Khan’s answering mantra (his word) is that “jobs, jobs, jobs” is his keynote theme, what with “more than 300,000” Londoners having lost their jobs and “more than a million” furloughed and the job protection scheme due to end in September. “We’ve got to be as ambitious now as we were after the Second World War,” Khan continued, drawing, not for the first time, from British history’s well of patriotic lore. Note too his tribute to the Duke of Edinburgh.

The BBC man pressed for details. What can we expect to see? Khan ran through his string of financial assistance so far: £32 million to help Londoners into “futureproof” job sectors, for example, and £6 million into promoting the West End. He said he would use his office’s public platform and “convening power” to “bang the drum for London”, bringing investment, visitors – primarily domestic ones over the coming months – and jobs.

He also highlighted big summer sporting events – international football and cricket – and the planned re-opening of theatres next month, a critical part of the complex mesh of Central London attractions that accounts for a big part of the UK’s economic output. Khan drew a contrast between his strident Londonism (not his word) and the approach of Bailey, who he never names but characterised as “a Tory candidate who is talking London down and in the pocket of the Tory government”.

A campaign positioning, this makes sense. Where it leaves the capital’s prospects, given the sustained anti-London and anti-Khan attitude of Boris Johnson’s government, is less straightforward. Invited to consider whether a Conservative Mayor might get a better deal from a Conservative national administration, Khan insisted there’s a clear choice between hm “standing up” for the capital and Bailey who he says would roll over, including by doing away with public transport fare concessions and not insisting that the temporary increase in the cost and operating hours of the Congestion Charge be brought to an end (On London understands its imposition was strongly approved of by Johnson’s transport adviser, Andrew Gilligan).

There will, though, need to be cross-party collaboration at London government level if big changes Khan wanted when elected in 2016 are belatedly to come about. Had Crossrail’s Elizabeth Line opened in December 2018, as originally intended, and the hoped-for pedestrianisation of Oxford Street had got underway at the same time, a big legacy achievement would have already been secured. Crossrail’s advent is now scheduled for the first half of next year, but the prospects for a major reduction of traffic on London’s most famous retail avenue look far less likely.

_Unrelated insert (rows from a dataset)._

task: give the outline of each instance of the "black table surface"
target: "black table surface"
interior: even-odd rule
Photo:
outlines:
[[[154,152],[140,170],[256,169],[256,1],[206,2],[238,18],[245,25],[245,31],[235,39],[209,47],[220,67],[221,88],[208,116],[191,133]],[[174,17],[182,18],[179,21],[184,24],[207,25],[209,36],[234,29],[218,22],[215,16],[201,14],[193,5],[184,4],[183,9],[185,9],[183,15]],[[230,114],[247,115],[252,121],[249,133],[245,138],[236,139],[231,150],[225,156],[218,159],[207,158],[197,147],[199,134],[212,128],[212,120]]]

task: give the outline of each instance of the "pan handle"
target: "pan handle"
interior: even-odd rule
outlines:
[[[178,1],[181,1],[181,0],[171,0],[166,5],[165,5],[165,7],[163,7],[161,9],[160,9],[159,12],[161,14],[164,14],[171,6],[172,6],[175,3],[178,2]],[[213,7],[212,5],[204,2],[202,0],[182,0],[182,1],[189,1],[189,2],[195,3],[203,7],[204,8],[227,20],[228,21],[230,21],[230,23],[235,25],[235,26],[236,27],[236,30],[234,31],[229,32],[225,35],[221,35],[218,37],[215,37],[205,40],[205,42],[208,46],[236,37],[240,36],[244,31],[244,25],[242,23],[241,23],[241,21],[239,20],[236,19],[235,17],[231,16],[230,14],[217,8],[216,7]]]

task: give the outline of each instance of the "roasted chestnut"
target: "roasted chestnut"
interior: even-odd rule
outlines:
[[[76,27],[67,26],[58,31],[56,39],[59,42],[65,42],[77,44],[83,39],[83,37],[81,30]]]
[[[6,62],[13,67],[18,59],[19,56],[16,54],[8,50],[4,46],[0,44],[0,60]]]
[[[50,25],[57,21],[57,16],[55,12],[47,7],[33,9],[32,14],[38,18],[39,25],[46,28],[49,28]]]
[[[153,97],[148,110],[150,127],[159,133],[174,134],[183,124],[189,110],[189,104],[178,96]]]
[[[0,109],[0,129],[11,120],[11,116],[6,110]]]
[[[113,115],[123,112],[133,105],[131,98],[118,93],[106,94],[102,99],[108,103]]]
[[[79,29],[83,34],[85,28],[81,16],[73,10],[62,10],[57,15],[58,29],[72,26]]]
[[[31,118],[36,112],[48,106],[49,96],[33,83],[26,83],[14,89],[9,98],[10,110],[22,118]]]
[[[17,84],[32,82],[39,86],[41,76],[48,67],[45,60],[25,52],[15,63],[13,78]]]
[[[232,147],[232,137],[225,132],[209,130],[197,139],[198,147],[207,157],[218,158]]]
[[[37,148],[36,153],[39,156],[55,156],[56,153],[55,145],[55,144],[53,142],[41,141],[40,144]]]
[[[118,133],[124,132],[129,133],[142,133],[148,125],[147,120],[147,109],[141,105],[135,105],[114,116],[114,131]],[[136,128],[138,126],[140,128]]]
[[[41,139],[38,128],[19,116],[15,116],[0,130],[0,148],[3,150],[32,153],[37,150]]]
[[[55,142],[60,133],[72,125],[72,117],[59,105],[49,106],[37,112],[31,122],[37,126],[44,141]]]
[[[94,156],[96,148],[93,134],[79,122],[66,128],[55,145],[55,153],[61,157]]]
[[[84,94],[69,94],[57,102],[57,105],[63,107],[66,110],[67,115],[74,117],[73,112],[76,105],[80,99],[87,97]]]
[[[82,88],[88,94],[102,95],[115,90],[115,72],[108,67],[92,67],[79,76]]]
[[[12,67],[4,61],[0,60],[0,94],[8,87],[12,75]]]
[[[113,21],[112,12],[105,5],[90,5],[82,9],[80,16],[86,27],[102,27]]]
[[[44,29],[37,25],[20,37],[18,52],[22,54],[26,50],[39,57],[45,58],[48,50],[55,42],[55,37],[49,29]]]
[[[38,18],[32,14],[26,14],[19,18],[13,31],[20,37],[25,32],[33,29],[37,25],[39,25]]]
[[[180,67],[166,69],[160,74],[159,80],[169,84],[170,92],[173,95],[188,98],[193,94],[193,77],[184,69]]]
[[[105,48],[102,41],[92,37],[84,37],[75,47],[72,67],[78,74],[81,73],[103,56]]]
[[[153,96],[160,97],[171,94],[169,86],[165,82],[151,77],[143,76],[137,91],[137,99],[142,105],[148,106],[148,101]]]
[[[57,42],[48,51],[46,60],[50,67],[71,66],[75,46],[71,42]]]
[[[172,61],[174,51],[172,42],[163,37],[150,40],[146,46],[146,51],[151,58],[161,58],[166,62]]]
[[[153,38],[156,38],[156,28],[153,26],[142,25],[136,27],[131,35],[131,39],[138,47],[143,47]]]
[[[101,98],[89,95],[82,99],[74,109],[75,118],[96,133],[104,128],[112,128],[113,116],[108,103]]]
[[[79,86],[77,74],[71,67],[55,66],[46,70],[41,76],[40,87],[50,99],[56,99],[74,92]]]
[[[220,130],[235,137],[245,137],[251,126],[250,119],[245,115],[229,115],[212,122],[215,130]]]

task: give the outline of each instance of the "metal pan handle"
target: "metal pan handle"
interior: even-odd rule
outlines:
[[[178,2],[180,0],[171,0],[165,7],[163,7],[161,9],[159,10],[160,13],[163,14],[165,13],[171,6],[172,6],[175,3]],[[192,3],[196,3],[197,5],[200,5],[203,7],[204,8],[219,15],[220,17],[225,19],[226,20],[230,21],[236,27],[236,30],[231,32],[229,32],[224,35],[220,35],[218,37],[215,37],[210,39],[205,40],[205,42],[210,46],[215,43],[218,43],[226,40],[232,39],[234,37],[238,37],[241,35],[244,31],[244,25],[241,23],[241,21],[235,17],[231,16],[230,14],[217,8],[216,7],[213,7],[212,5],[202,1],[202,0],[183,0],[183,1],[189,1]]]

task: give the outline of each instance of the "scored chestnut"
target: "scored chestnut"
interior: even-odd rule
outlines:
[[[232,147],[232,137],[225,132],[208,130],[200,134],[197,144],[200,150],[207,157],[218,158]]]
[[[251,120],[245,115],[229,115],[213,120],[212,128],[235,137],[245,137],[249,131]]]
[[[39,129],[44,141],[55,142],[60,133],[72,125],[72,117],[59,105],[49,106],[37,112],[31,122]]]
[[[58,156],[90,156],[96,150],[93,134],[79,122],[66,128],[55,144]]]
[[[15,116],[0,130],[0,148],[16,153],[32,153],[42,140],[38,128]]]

Conservative-run Westminster Council, which is the highway authority for Oxford Street and whose jurisdiction begins a stone’s throw to the west of where Khan’s visit today took place, rejected the long-gestated scheme just before the May 2018 borough elections. Khan says some West End businesses, especially retailers, are privately “very critical of the council”, which he says needs to appreciate that “the current model isn’t working.” He regards the loss of of Debenhams and Top Shop as symptomatic and perhaps avoidable: “I genuinely think had the council worked with us then, we’d have seen retail better placed to survive the pandemic.”

He confirms that City Hall looked into TfL taking control of Oxford Street, but that would have required being given a green light by the government. “It was clear the government was not minded to do so,” Khan says. Still, Westminster now has a different leader, Rachael Robathan. Might a new attempt be made to re-think Oxford Street, once the ritual hostilities of the mayoral election are over?

Khan is complimentary about Robathan, calling her “a breath of fresh air”. He adds that he wants to work with her, her fellow Tory leader Elizabeth Campbell at Kensington & Chelsea, City Corporation policy committee chair Catherine McGuinness, and Camden’s Labour leader Georgia Gould on ensuring that the importance of Central London is understood and its old energies revived. “I’ll work with them to have a win-win,” he promises, meaning London again becoming a destination the whole world wants to visit.

For the moment, though, domestic demand is the key. Early West End footfall reports suggests that Londoners are eager to once again go Up West and spend. Covid willing, the capital’s recovery will begin at home.